Detail of the Free Church in “Village of Wellington” (1857) by Archibald Willard. Original painting owned by Herrick Memorial Library. Permission
to display generously granted by the library.
The Lorain County News reported in early 1866 that “a movement is on foot to thoroughly repair the Congregational Church in this place, which has been long needed. The township trustees are repairing, fitting up and thoroughly painting the Town Hall, which will do away with the necessity of using the church for everything, as for some time past” (3-28-1866, pg. 3). By the end of the year, the church had “received a coat of paint on the outside, which adds greatly to its appearance. The thorough repairing lately given it makes it a very pleasant place of worship.” At the same time, “a fine stone walk, and…lamp post” were installed in front of the Town Hall (12-19-1866, pg. 3). It seems that in 1866, the term ‘Town Hall’ referred to the Old Free Church and the Congregational Church was then the Old White Church. In 1892, Barton wrote that the Free Church building “is now used by Christie & Bennett as a wagon shop” (pg. 25). Ten years later, the Enterprise reported that “the old wagon shop that fronts the railroad tracks south of West Main street and now occupied by Mr. Harry Bennett, was once the Congregational church of this place” (8-6-1902, pg. 1). Its ultimate fate is not known.

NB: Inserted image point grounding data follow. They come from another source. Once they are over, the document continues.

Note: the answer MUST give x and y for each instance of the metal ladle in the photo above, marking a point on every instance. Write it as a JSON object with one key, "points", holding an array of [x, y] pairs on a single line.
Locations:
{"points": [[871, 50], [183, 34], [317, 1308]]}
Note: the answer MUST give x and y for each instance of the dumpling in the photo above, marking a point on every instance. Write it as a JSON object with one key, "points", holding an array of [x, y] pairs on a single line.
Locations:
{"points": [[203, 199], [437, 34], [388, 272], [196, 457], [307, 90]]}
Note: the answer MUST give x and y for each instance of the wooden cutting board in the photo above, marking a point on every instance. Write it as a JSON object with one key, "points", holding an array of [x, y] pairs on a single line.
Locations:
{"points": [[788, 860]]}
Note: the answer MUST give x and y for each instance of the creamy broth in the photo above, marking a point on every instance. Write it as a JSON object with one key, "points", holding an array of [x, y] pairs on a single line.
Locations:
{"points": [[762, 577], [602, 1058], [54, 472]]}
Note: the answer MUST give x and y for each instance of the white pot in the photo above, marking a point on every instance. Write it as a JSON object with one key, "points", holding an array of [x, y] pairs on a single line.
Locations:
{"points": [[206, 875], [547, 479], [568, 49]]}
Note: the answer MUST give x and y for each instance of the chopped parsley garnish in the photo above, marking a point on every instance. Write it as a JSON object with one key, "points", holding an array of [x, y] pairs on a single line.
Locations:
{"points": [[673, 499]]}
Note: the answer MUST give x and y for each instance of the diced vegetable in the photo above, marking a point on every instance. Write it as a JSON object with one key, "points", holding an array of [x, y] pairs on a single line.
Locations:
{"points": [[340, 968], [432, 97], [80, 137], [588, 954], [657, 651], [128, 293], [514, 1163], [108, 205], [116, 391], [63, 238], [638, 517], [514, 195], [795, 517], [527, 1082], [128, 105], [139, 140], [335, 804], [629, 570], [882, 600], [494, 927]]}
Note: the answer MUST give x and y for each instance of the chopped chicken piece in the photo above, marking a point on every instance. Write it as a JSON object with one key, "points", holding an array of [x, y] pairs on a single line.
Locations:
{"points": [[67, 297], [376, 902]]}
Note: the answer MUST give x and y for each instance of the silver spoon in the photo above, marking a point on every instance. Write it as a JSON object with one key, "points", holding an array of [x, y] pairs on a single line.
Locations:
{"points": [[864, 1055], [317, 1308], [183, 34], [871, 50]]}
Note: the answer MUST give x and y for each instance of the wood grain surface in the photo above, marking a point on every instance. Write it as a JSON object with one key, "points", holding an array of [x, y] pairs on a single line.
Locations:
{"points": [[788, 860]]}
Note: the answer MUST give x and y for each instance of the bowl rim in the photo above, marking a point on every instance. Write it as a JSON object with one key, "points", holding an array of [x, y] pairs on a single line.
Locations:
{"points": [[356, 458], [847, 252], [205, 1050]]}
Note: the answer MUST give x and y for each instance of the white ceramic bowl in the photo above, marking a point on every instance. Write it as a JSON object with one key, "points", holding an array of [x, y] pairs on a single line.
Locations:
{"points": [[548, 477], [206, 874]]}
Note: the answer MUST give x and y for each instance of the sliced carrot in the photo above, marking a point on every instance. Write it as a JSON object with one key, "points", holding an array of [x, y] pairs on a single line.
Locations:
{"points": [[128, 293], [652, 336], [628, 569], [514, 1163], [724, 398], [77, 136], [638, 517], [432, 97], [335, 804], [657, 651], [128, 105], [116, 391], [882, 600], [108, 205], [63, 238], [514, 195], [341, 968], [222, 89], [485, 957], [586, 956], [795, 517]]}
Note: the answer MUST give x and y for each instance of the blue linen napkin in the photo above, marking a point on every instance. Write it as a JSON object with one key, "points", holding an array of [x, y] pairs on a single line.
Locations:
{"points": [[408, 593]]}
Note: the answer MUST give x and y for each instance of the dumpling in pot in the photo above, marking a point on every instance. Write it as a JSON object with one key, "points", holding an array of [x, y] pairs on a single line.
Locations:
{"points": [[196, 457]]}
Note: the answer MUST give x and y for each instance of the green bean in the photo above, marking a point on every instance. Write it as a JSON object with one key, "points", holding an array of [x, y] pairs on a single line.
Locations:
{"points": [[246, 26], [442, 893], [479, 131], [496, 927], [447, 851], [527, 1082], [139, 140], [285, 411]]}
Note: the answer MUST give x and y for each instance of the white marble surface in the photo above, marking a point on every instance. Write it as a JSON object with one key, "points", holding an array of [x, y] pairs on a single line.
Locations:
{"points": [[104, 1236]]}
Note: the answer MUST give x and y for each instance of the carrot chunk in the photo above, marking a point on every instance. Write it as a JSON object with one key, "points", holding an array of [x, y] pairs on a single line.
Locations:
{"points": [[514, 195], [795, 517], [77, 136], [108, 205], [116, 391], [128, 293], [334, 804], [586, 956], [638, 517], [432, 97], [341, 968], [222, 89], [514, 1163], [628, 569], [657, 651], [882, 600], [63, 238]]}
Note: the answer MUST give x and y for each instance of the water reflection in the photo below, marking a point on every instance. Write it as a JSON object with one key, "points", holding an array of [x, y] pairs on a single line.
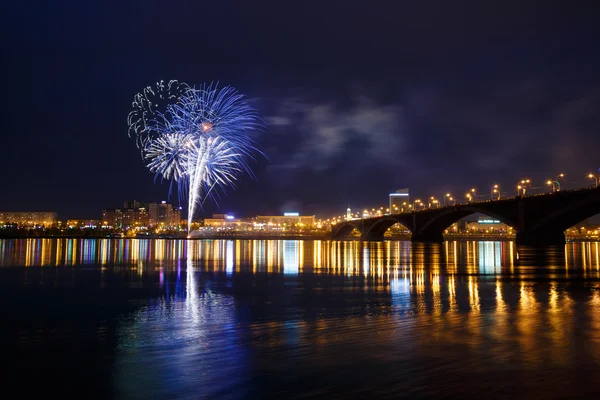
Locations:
{"points": [[294, 256], [270, 318]]}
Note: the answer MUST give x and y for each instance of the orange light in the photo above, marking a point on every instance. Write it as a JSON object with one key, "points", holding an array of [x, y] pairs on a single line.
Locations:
{"points": [[206, 127]]}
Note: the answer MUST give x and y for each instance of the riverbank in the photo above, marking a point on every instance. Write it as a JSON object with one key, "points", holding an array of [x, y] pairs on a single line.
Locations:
{"points": [[183, 236]]}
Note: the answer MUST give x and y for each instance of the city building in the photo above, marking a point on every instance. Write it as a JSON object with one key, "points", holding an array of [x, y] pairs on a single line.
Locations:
{"points": [[399, 201], [83, 223], [285, 221], [28, 218], [140, 215], [224, 221], [485, 224], [163, 214]]}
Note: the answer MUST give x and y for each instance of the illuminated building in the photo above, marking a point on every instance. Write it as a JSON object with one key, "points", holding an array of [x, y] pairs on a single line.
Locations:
{"points": [[164, 214], [399, 201], [287, 220], [136, 214], [224, 221], [28, 218], [83, 223], [485, 223]]}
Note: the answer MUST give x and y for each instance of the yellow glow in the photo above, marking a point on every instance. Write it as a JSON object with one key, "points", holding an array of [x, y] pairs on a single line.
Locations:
{"points": [[206, 127]]}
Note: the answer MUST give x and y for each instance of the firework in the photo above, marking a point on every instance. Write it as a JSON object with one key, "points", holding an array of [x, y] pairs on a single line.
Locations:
{"points": [[196, 138]]}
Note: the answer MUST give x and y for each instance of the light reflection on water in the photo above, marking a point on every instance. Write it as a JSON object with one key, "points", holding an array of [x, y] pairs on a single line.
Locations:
{"points": [[270, 318]]}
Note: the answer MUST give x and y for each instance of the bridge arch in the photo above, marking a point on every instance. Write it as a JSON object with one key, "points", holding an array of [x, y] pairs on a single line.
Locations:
{"points": [[343, 229], [432, 228], [377, 229], [567, 216], [444, 220]]}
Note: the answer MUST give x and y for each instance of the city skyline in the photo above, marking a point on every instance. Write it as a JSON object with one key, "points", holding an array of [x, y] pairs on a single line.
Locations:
{"points": [[402, 98]]}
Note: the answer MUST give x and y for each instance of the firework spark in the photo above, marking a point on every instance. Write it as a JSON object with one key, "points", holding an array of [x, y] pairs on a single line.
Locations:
{"points": [[194, 137]]}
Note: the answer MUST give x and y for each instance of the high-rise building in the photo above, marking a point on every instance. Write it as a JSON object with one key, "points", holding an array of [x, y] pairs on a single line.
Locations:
{"points": [[28, 218], [287, 220], [164, 214], [399, 201]]}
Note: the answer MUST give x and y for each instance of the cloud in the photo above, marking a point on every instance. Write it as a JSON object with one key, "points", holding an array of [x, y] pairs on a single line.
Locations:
{"points": [[323, 132]]}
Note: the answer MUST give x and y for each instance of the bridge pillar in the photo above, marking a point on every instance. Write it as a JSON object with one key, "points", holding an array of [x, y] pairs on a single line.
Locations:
{"points": [[540, 238], [371, 236], [429, 236]]}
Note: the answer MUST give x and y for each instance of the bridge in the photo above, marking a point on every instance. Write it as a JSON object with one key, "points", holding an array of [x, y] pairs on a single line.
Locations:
{"points": [[537, 220]]}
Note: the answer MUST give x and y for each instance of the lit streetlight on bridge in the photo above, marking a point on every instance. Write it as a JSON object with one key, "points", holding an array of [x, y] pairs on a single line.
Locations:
{"points": [[521, 186], [495, 190], [596, 178], [447, 196]]}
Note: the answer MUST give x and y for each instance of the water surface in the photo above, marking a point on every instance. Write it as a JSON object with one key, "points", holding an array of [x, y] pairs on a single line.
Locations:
{"points": [[167, 319]]}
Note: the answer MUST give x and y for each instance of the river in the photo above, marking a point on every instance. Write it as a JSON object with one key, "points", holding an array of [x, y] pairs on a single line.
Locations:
{"points": [[290, 319]]}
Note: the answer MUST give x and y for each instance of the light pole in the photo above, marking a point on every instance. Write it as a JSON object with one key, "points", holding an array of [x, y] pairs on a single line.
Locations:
{"points": [[596, 177], [558, 177], [417, 201], [472, 192], [521, 186], [449, 196], [432, 201], [554, 185], [495, 189]]}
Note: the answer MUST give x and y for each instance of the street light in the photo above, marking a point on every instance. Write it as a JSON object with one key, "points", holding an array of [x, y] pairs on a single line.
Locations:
{"points": [[495, 189], [554, 185], [449, 197], [521, 186], [432, 201], [596, 177], [417, 201]]}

[UPDATE: For March 2017 speculation on the fate of the Old White Church, click here.]
When the theological and political rifts of the war years were healing, the next major difficulty faced by the congregation was overcrowding. The coming of the railroad and the Cheese Boom had increased both the population and the overall wealth of the community in the years since the construction of the two wood-framed sanctuaries. Many of the town’s most prominent businessmen were members of the Congregational faith. When a subscription was raised to erect a magnificent brick church on the corner of South Main and Magyar Streets in January 1878, contributors included Noah Huckins, John Wilbur, John Artz, Sidney Warner, Watson Wean, Timothy Doland, David Wadsworth, Sereno Bacon, Joseph Turley, Albert Couch, and many more. I have written before about Hiram Allyn receiving the construction contract for the project, which totaled some $25,000.

“First Brick Church–Built 1878-1879, Burned 1895.” From “A History of First Congregational United Church of Christ of Wellington, Ohio, 1824-1974,” by the Rev. Ronald Boldman.
The 1879 building, which Barton called “the finest and best arranged church edifice in the county, and outside the large cities, one of the very best in the state” (pg. 25) does indeed sound impressive in the descriptions of the time. Its heating and lighting systems were the latest technologies, and its interior was sumptuous. Sadly, it caught fire and was totally destroyed in February 1895. It was less than two decades old.

Interior view of the 1879 brick Congregational Church, which burned in 1895. Photo 970465 of “Wellington Family Album” Collection, Herrick Memorial Library. Permission to display generously granted by the library.
The present brick church, shown at the top of the post, was constructed on the site of the burned church. G. Frederick Wright’s A Standard History of Lorain County was published in 1916, but he copied so much content directly from The History of Lorain County, Ohio (1879) that he did not even bother to note the destruction of the 1879 church and its later replacement, which occurred almost immediately. The present church was dedicated in September 1896.